Two years after its first report was released, the ACCC has called for the Australian wine industry to accelerate its actions to improve price transparency and shorten payment times.
AGW said, “While the ACCC is not recommending a mandatory industry code or any similar regulation be introduced at this time… They conclude that they will consider recommending or taking further regulatory action if improvements are not made on price transparency and lengthy payment terms.”
When the ACCC’s initial market study was launched, it identified areas of concern in the wine grape supply chain, including a lack of competition, potential unfair contract terms, a lack of price transparency, and imbalanced risk allocation in favour of wine makers at the expense of grape growers.
Deputy Chair Mick Keogh said, “The wine grape industry has made important progress in addressing some of the issues identified in our market study but we believe more work is needed to improve price transparency and shorten payment times.
“For example, our initial market study found that some grape growers were being paid up to nine months after their grapes were delivered to wineries.
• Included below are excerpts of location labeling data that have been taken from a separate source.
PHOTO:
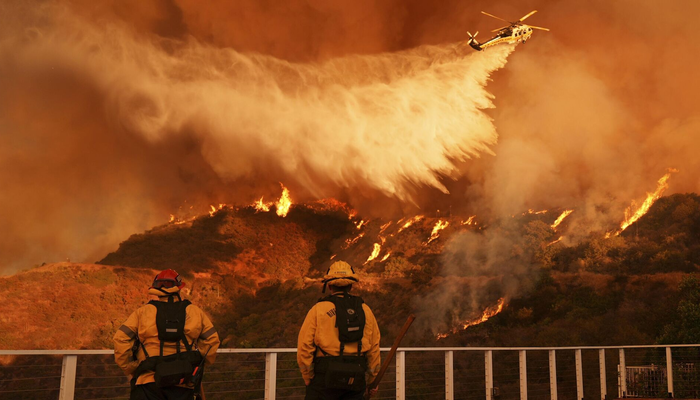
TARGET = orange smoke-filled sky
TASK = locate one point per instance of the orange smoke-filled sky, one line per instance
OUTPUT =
(588, 116)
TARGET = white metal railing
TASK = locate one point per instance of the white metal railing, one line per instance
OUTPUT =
(70, 363)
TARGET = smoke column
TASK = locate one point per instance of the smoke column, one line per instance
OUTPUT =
(114, 111)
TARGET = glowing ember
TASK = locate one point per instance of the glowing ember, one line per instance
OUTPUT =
(440, 225)
(411, 222)
(556, 241)
(661, 187)
(561, 218)
(284, 203)
(383, 227)
(469, 220)
(350, 242)
(261, 206)
(215, 209)
(375, 252)
(531, 211)
(488, 313)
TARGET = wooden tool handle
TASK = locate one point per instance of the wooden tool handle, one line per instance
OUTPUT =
(391, 354)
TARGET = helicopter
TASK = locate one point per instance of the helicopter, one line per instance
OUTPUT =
(514, 32)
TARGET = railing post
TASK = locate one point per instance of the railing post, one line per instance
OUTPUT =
(400, 375)
(553, 374)
(270, 376)
(488, 369)
(669, 371)
(522, 358)
(579, 374)
(603, 377)
(622, 375)
(70, 365)
(449, 375)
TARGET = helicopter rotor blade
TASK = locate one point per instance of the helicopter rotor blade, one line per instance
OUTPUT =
(527, 16)
(493, 16)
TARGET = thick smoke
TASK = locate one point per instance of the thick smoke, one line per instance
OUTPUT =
(106, 95)
(96, 144)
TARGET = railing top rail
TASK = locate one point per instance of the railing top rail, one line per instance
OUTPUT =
(293, 350)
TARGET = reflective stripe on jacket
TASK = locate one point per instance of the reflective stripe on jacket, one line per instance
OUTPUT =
(319, 331)
(198, 328)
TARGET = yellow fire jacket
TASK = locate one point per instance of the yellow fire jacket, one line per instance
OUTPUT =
(319, 331)
(142, 323)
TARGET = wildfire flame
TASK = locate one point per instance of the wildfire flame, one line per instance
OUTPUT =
(261, 206)
(410, 222)
(350, 242)
(383, 227)
(531, 211)
(661, 187)
(469, 220)
(561, 218)
(440, 225)
(375, 252)
(215, 209)
(555, 241)
(284, 203)
(488, 313)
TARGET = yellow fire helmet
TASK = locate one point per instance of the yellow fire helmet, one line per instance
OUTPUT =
(340, 273)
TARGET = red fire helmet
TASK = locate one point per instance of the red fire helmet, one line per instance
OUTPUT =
(166, 279)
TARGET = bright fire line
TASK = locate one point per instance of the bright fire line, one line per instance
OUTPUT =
(375, 252)
(284, 203)
(561, 218)
(631, 218)
(440, 225)
(488, 313)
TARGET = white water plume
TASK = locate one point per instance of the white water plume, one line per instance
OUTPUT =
(384, 122)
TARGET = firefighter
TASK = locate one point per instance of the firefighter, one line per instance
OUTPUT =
(338, 345)
(165, 344)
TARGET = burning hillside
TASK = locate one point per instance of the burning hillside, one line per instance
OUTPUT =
(239, 263)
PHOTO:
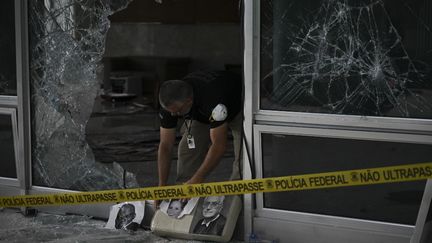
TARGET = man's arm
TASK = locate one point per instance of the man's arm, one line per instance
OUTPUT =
(218, 137)
(167, 139)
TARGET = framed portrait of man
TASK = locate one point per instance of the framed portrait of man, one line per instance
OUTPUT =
(126, 216)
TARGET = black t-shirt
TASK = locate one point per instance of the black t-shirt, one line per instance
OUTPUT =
(213, 92)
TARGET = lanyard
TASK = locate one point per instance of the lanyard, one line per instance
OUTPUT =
(188, 127)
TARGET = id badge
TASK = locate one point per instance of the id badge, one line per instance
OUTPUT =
(191, 142)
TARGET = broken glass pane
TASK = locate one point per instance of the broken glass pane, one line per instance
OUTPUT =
(369, 57)
(67, 41)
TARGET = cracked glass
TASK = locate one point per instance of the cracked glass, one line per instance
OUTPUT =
(67, 41)
(368, 57)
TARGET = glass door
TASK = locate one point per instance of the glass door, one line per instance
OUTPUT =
(337, 85)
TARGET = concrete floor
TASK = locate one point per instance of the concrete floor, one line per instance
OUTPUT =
(43, 227)
(122, 133)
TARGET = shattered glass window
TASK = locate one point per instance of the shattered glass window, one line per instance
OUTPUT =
(67, 41)
(7, 48)
(355, 57)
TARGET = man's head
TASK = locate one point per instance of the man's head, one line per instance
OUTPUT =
(174, 209)
(176, 97)
(212, 206)
(125, 215)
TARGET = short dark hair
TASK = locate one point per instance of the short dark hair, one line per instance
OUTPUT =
(174, 91)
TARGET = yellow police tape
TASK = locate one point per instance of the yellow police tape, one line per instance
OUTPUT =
(360, 177)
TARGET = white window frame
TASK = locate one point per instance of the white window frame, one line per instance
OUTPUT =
(329, 125)
(300, 217)
(11, 112)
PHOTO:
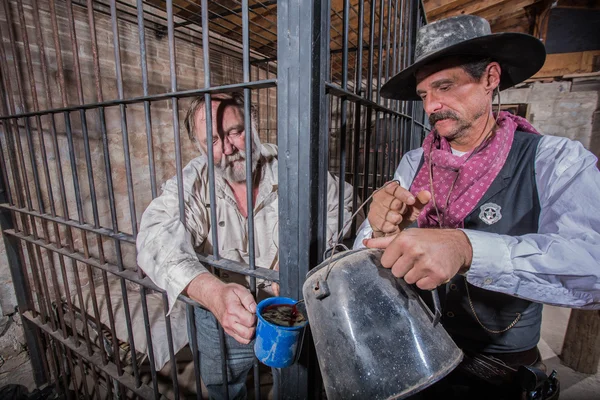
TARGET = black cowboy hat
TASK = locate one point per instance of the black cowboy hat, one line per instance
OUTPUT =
(519, 55)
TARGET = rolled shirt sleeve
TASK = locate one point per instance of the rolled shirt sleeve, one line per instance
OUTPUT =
(165, 245)
(558, 265)
(405, 173)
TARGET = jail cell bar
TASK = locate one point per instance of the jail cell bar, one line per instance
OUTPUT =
(81, 159)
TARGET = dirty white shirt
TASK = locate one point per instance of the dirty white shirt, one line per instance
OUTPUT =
(560, 264)
(166, 248)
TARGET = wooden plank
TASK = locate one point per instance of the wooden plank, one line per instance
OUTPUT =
(587, 4)
(581, 348)
(518, 22)
(488, 9)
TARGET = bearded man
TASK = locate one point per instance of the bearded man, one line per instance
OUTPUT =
(502, 218)
(167, 248)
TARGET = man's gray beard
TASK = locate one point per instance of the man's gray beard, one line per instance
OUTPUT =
(236, 173)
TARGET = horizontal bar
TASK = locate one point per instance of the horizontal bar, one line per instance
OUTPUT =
(227, 265)
(234, 266)
(338, 91)
(353, 97)
(124, 237)
(267, 83)
(144, 391)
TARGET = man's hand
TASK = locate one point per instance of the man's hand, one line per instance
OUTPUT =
(232, 305)
(427, 257)
(275, 285)
(394, 208)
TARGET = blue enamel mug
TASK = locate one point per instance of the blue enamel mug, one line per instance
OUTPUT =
(276, 345)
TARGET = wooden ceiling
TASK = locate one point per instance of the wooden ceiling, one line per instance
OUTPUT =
(225, 16)
(504, 15)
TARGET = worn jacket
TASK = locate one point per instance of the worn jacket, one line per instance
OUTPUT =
(166, 247)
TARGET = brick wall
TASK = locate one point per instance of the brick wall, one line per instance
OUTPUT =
(559, 109)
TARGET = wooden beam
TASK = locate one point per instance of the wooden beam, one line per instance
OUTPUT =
(581, 348)
(488, 9)
(447, 6)
(557, 65)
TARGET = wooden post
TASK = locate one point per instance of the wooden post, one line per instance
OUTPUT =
(581, 348)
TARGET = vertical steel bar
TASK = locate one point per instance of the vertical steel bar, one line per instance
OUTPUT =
(14, 252)
(357, 109)
(92, 191)
(23, 293)
(147, 114)
(249, 144)
(191, 319)
(170, 347)
(178, 166)
(57, 239)
(69, 235)
(377, 171)
(143, 291)
(302, 70)
(211, 175)
(125, 135)
(344, 111)
(74, 168)
(99, 97)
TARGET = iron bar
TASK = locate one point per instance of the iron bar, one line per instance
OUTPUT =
(144, 391)
(191, 320)
(125, 136)
(249, 144)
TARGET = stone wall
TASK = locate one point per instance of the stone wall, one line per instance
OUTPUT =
(226, 68)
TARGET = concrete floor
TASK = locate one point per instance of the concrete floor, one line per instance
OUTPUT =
(574, 385)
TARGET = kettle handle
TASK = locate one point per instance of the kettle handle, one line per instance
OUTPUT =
(436, 305)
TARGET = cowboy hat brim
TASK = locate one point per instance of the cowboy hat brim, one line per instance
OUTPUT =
(520, 56)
While there have been some improvements, lengthy payment terms remain prevalent throughout the sector.”
Mr Keogh noted that despite the ACCC’s recommendation for a best practice standard of payment within 30 to 60 days of grape delivery, many winemakers have not significantly reduced the length of their payment terms.
The ACCC review is positive about the AGW’S efforts to drive increase signatories to the voluntary industry code with a large increase in the number of signatories to the voluntary Code of Conduct for Australian Winegrape Purchases in the warm climate regions of the Riverland, the Murray Valley, and the Riverina.
Signatories are also committing to adopt a standard grape quality assessment process, which, when adopted, will represent a significant improvement in industry practices.
“The standardisation of quality assessments should make the process of grading and pricing grapes more transparent for growers when dealing with winemakers who have signed the code,” Mr Keogh said.
However, the ACCC found that growers still have challenges getting access to timely and accurate price information.
“We urge winemakers to improve price transparency, which is necessary to allow grape growers to make an informed decision about contract renewals or choosing which winemaker to supply grapes to. It also allows growers to know whether the price they are being paid by a winemaker is a fair market price, or whether they should seek a better offer,” Mr Keogh said.
“The sector has achieved some important progress, however, we will consider recommending or taking further regulatory action if improvements aren’t made on price transparency and lengthy payment terms.”